Bug #76233 XA prepare is logged ahead of engine prepare
Submitted: 9 Mar 2015 20:10
Reporter: Andrei Elkin Email Updates:
Status: Verified Impact on me:
None 
Category:MySQL Server: Replication Severity:S3 (Non-critical)
Version:5.7.7 OS:Any
Assigned to: CPU Architecture:Any

[9 Mar 2015 20:10] Andrei Elkin
Description:
Fixes to bug11745231 are inaccurate in ordering of two critical to crash-safety operations.
A xa prepared transaction is logged before it was actually prepared in engine.
Therefore in case of a crash after the xa-prepared got logged, the engine may lose
the transaction so at recovery it would be found in binlog but not in engine.

This case should be fixed with calling engine.prepare() first, and logging afterwards.
A typical crash scenario of

  step 1. XA gets prepared in the engine
  step 2. *Crash*
  step 3. Would be logged, but it never happened.

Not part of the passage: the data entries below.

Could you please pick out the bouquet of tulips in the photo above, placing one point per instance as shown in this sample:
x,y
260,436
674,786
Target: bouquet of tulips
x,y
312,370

would lead to engine having prepared trx, but binlog not. That fact should
detected in augmented recovery, similarly how it's done to internal XA.
When the xid event, internal or the user's one, is not found the prepared
transaction is rolled back.
However when the user's xid is found this XA is not yet to commit,
as it has to wait for explicit conclusive query.

How to repeat:
See sources code and run failure simulation to witness improper ordering.

Suggested fix:
Correct ordering.
[11 Mar 2015 11:54] Sven Sandberg
Posted by developer:
 
The scope of this bug is to make each of XA PREPARE, XA COMMIT, and XA ROLLBACK be correctly logged and recovered in case there is a crash. The state of the binary log should agree with the state of the binary log, and this should happen automatically.

There are four sub-tasks:

1. Fix the logging order of XA PREPARE as reported above.
2. Extend Previous_gtids_log_event with a field containing the list of XA identifiers of all transactions that are in xa-prepare state.
3. Implement a recovery routine for XA PREPARE.
4. Implement a recovery routine for XA COMMIT and XA ROLLBACK.
[11 Mar 2015 12:41] Sven Sandberg
Posted by developer:
 
Clarification of execution order:
- XA PREPARE is first prepared in the engine and then written to the binary log
- XA COMMIT is first written to the binary log and then committed in the engine
- XA ROLLBACK is first written to the binary log and then committed in the engine

XA COMMIT and XA ROLLBACK are already executed in this order. We need to change XA PREPARE to execute in this order.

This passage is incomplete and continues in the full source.